1Wenn ich allein bin, werden meine Ohren lang,
2Meine, meine Pulse horchen bang
3Auf queres Kreischen, sterbenden Gesang
4Und all die Stimmen scheeler Leere.
5Wenn ich allein bin, leck ich meine Träne.
6Wenn ich allein bin, bohrt sich meine Schere,
7Die Nagelschere in die Zähne;
8Sielt höhnisch träge sich herum die Zeit. –
9Der Tropfen hängt. – Der Zeiger steht. –
10Einmal des Monats steigt ein Postpaket
11Aufrührerisch in meine Einsamkeit.
12So sendet aus Meran die Tante Liese
13Mir tausend fromme, aufmerksame Grüße;
14Ein jeden einzeln sauber einpapiert,
15Mit Schleifchen und mit Fichtengrün garniert,
16Vierblätterklee und anderm Blumenschmuck –
17Ich aber rupfe das Gemüse
18Heraus mit einem scharfen Ruck,
19Zerknülle flüchtig überfühlend
20Den Alles-Gute-Wünsche-Brief
21Und fische giftig tauchend, wühlend,
22Aus all den Knittern und Rosetten
23Das einzige, was positiv:
24Zwei Mark für Zigaretten.
25Die Bilder meiner Stube hängen schief.
26In meiner Stube dünsten kalte Betten.
27Und meine Hoffart kuscht sich. Wie ein Falter
28Sich ängstlich einzwängt in die Borkenrinde.
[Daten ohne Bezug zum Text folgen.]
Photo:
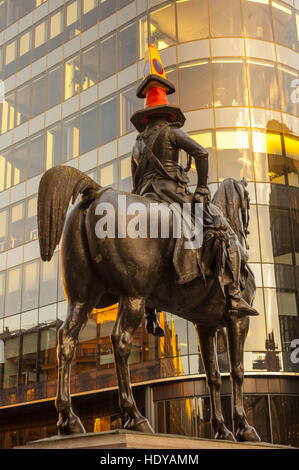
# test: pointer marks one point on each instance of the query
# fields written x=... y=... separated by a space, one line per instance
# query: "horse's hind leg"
x=130 y=313
x=237 y=329
x=68 y=422
x=208 y=349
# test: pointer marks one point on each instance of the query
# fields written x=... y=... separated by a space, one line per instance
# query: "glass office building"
x=69 y=72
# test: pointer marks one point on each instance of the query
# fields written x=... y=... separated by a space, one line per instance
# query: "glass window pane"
x=127 y=45
x=7 y=112
x=189 y=28
x=268 y=160
x=107 y=56
x=19 y=163
x=13 y=291
x=37 y=95
x=16 y=226
x=285 y=25
x=88 y=128
x=89 y=13
x=234 y=155
x=55 y=31
x=108 y=119
x=71 y=76
x=258 y=19
x=10 y=56
x=72 y=19
x=22 y=104
x=5 y=168
x=106 y=8
x=11 y=364
x=70 y=138
x=162 y=26
x=39 y=40
x=229 y=82
x=24 y=49
x=30 y=285
x=53 y=141
x=89 y=70
x=35 y=154
x=259 y=74
x=31 y=219
x=195 y=97
x=54 y=86
x=3 y=229
x=128 y=103
x=225 y=18
x=48 y=282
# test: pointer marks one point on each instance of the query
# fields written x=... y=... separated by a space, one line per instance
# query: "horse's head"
x=232 y=198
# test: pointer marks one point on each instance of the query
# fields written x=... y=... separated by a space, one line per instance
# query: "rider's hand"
x=202 y=194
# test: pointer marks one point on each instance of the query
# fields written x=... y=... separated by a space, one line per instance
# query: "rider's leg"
x=152 y=322
x=235 y=303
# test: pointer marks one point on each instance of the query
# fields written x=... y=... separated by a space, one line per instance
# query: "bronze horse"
x=136 y=273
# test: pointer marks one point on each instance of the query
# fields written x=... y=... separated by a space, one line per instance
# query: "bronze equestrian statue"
x=211 y=286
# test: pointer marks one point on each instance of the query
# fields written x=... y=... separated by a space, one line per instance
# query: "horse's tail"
x=232 y=199
x=58 y=187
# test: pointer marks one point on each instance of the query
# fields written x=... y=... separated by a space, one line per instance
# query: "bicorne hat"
x=155 y=88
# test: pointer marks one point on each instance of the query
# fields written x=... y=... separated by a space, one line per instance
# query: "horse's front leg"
x=208 y=349
x=68 y=422
x=130 y=313
x=237 y=329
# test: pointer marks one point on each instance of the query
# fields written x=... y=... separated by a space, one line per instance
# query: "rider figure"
x=156 y=172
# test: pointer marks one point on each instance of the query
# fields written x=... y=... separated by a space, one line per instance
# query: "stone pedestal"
x=122 y=439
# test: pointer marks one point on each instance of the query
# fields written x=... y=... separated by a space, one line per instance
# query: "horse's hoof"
x=140 y=424
x=248 y=434
x=70 y=425
x=225 y=435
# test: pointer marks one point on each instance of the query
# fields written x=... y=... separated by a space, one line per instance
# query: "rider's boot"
x=152 y=323
x=235 y=303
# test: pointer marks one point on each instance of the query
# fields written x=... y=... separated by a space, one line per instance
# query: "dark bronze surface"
x=152 y=273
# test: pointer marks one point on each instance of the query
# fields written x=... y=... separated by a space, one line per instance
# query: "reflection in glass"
x=108 y=119
x=54 y=86
x=258 y=19
x=22 y=104
x=71 y=76
x=89 y=71
x=127 y=45
x=229 y=82
x=35 y=154
x=259 y=74
x=107 y=56
x=13 y=291
x=37 y=99
x=19 y=162
x=11 y=358
x=70 y=138
x=55 y=30
x=24 y=49
x=193 y=21
x=284 y=25
x=195 y=97
x=162 y=26
x=39 y=40
x=234 y=155
x=225 y=18
x=52 y=151
x=31 y=219
x=72 y=19
x=88 y=128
29Wenn ich allein bin, dreht mein Federhalter
30Schwarzbraunen Honig aus dem Ohrgewinde.
31Bin ich allein: Starb, wie ein Hund verreckt,
32Hat mich ein fremdes Weib mit ihren Schleiern
33Aus Mitleid oder Ekel zugedeckt.
34Doch durch die Maschen seh ich Feste feiern,
35Die mich vergaßen über junger Lust. –
36Ich reiße auseinander meine Brust
37Und lasse steigen all die Vögel, die
38Ich eingekerkert, grausam dort gefangen,
39Ein Leben lang gefangen hielt, und nie
40Besaß. Und die mir niemals sangen.
41Wenn ich allein bin, pups' ich lauten Wind.
42Und bete laut. Und bin ein uralt Kind.